Экспрессивная коммуникация – единственный способ младенца общаться с миром. Речевая коммуникация, которой человек овладевает намного позже, – гораздо более сложная форма общения, потому что собеседники должны наделять слова одним и тем же значением, а слушатель должен улавливать все нюансы в речи говорящего: интерпретировать его тон и то, какие слова он использует. Поэтому, работая с детьми, важно находиться на их уровне и стараться понять те образы, которые приходят им в голову, не принуждая их быть более реалистичными.

Как-то я попросила одного своего восьмилетнего пациента: «Нарисуй, пожалуйста, себя». Он нарисовал дерево и чей-то хвост, который выглядывал из-за большого камня. Потом он пояснил: «Это белка, она сидит за камнем». Я могла пойти разными путями, чтобы понять, почему его автопортрет именно таков. Например, я могла бы сказать так:

• «Почему белка прячется за камнем?» (Этот вопрос требует проясняющего ответа.)





• «Должно быть, этой белке очень страшно?» (Тогда я назвала бы эмоцию, наличие у себя которой ребенок, возможно, не готов признать.)

• «Глядя на твой рисунок, я думаю, что тебе здесь некомфортно и ты стесняешься» (Таким предположением я навязала бы ему свою интерпретацию. И не важно, верная она или нет. Важно, что он был бы вынужден обсуждать мое восприятие, а не его собственное.)

Если ребенок обсуждает с терапевтом не свою интерпретацию, он отходит от той метафоры, которую выразил в рисунке, и взаимодействует с навязанными идеями, а не с тем, что он сам имел в виду. Из рисунка было понятно, что камень служит ограждением/защитой, но, скажи я об этом, возник бы риск, что пациент замкнется. Дети (да и многие взрослые) часто боятся того, что некто «видит» их насквозь, ведь это делает их уязвимыми.

Вот другие вопросы, которые не напугают ребенка, а, напротив, помогут ему раскрыться:

• «А что белка думает, сидя за камнем?»

• «Белки, они такие шустрые. Хорошо, что до дерева два прыжка?»

• «Давно она там сидит?»

• «А она выглядывает иногда из-за камня? И что видит?»

• «Куда она пойдет, когда надоест сидеть за камнем?»

Обратите внимание: я не спрашиваю «почему», но при этом показываю ребенку, что мне интересен его рисунок.

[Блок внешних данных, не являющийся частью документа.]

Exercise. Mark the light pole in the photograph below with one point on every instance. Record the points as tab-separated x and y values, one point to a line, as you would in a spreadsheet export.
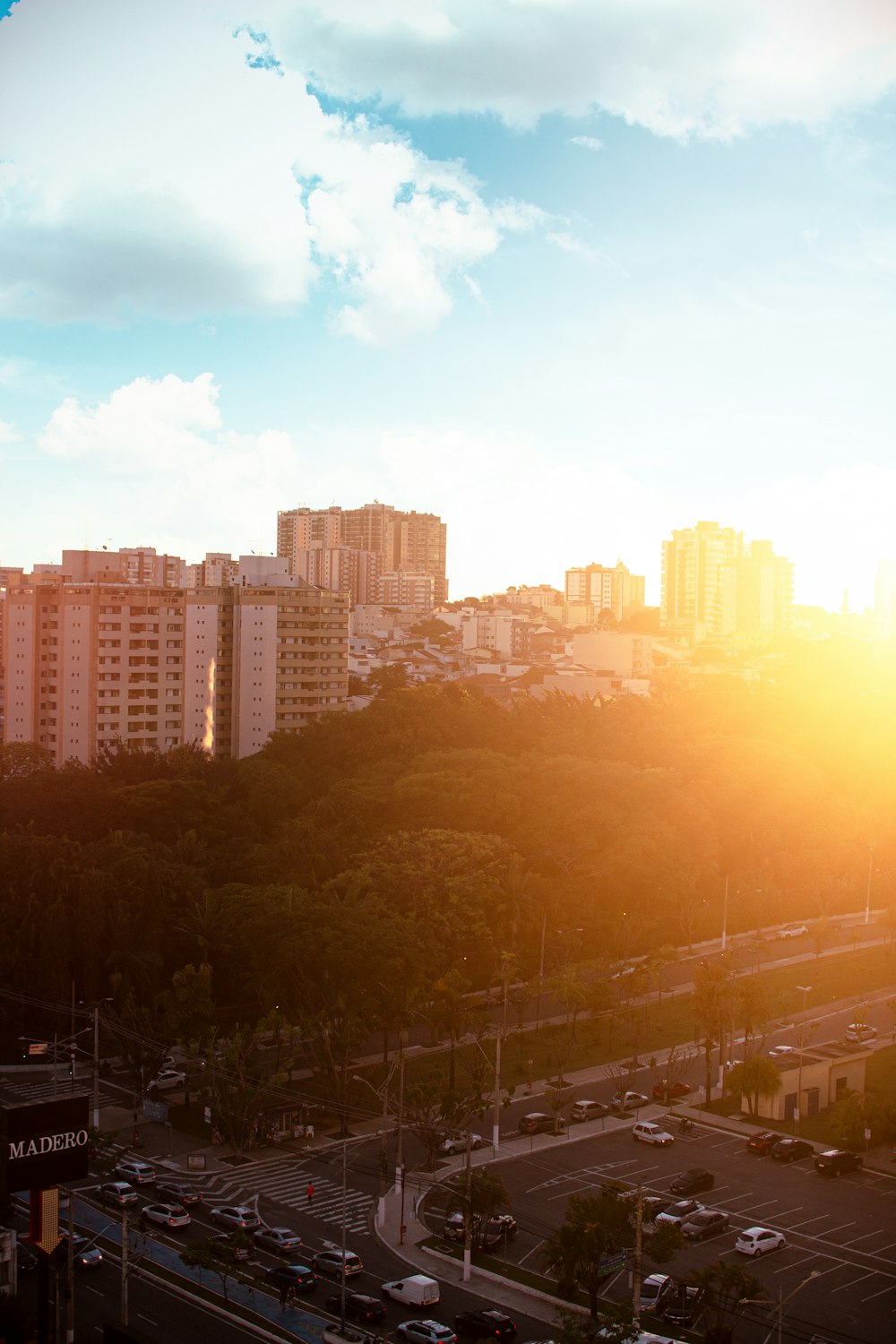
804	991
782	1301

Хотя можно было бы довольно точно интерпретировать рисунок, и не задавая вопросов, я считаю, что важнее как можно больше узнать про метафору ребенка, чтобы лучше его понять. При этом важно не спешить и не давить, а спокойно ждать, когда доверие между вами укрепится.

Это один из примеров использования экспрессивной терапии. К сожалению, не все специалисты, работающие с детьми, проходят специальное обучение в этой области: несмотря на то, что у них в кабинетах есть игрушки и принадлежности для арт-терапии, недостаток знаний не дает им в полной мере использовать все возможности экспрессивной терапии. Они многое упускают, потому что детям обычно проще понять и выразить себя при помощи экспрессивной терапии (символов, игры, художественных образов, сказки, танца, музыки). В игровой терапии дети могут отождествлять себя с объектами или символами (используя игрушки и фигурки), выражать через них свои мысли и чувства, а затем прорабатывать трудные и болезненные ситуации, находясь в комфортной, безопасной обстановке. При этом иногда проработка происходит на бессознательном уровне, и тогда ребенок прибегает к метафорам, а иногда она может быть последовательной и рациональной.

Когнитивно-поведенческая терапия (КПТ)

Эффективность когнитивно-поведенческой терапии в работе с детьми, пережившими сексуализированное насилие, начали исследовать в первой половине 1990-х годов. Было доказано, что она весьма эффективна – при условии, что ребенок достаточно взрослый и у него хорошо развиты вербальные навыки (см. главу 5).